The reason patient change cannot be just ‘therapist inspired’ is quite simple. People learn better from others when there is a strong similarity between the observer (in this case, the patient) and the model (the physiotherapist). When the gulf between the behavioural skills of the two is too great, then observational learning is harder. Crudely put, a younger slim, fit, active, team-playing physiotherapist might not be the best model for an overweight, older person with arthritis, who lives alone with little social contact.
There are many social and economic barriers to patient-engagement with physio. As there is little that physios can do about them, it’s vital to consider aspects of patient health that do fall within the health professional’s remit. This means not only considering the physical ailments ostensibly provoking a physio appointment, but also any accompanying psychological issues – such as depression and anxiety – and the resulting lack of motivation and engagement. Without recognising this, and helping the patient overcome these treatment barriers, creating coproduction will be out of the question – even for the slim, fit, active physio.

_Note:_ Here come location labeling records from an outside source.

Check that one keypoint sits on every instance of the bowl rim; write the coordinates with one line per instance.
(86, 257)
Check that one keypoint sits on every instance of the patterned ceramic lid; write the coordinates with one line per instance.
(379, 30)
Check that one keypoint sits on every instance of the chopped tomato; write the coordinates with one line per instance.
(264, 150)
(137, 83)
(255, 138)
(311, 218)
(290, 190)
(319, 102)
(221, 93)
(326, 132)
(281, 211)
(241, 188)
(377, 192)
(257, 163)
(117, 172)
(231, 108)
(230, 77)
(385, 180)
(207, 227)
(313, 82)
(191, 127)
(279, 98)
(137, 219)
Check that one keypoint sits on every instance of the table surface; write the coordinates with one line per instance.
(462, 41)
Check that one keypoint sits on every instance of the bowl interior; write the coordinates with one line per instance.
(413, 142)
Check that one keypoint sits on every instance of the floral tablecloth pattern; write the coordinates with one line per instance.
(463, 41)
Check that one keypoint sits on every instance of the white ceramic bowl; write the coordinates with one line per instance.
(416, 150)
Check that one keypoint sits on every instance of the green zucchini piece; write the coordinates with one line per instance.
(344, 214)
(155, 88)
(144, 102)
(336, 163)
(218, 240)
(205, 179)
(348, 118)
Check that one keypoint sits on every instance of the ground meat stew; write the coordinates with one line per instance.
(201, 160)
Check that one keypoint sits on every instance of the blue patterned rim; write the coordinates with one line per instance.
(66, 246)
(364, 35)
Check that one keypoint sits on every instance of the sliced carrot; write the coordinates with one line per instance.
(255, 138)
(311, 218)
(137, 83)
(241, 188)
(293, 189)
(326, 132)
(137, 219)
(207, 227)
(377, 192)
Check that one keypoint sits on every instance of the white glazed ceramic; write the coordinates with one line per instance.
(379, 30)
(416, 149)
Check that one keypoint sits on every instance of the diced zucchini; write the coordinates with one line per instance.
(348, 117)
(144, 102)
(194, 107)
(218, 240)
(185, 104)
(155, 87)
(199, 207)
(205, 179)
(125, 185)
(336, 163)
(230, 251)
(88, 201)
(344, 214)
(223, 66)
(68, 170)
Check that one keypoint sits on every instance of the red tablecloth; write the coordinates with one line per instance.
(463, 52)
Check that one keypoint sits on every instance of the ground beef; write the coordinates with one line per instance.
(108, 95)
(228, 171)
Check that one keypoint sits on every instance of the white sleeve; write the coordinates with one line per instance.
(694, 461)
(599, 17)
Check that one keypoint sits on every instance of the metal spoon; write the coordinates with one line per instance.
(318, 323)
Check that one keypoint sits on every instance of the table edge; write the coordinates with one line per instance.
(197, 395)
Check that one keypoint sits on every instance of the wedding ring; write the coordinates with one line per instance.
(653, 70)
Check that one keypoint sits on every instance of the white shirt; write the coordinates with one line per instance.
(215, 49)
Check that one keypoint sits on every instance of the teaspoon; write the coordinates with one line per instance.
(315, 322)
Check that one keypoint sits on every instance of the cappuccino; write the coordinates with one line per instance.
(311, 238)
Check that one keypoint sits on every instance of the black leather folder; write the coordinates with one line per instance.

Phil Reed acknowledges the support of a team led by Lisa Osborne at Singleton Hospital, Swansea. His poster will be presented at Physiotherapy UK. Email email@example.com
Debates about physio staff’s role in public health have featured on iCSP since 2008 (see examples, right). Comment at www.csp.org.uk
‘To me, physios can be involved in public health in several ways: from a hands-on perspective, designing and delivering physio input into health promotion and protection programmes (obesity, falls), from an indirect route by giving ad hoc advice and signposting (smoking cessation), or in management roles funded to implement whole public health programmes.’
Personal trainers ‘Why are we playing a part in obesity exercise programmes? We aren’t trained in general fitness exercise, but instead trained in specific exercising for MSK/neuro/resp problems. Surely personal trainers and such like are the best people to help with obesity programmes?’
‘Physios are excellently placed for providing the right advice and resources aimed at improving public health. I do agree that the outpatient environment and short contact times are not ideally suited for such health promotion.’
‘Unfortunately due to poor motivation, negative symptoms of their illness or the effects of medication many of our clients in a mental health setting cannot be “signposted” elsewhere.’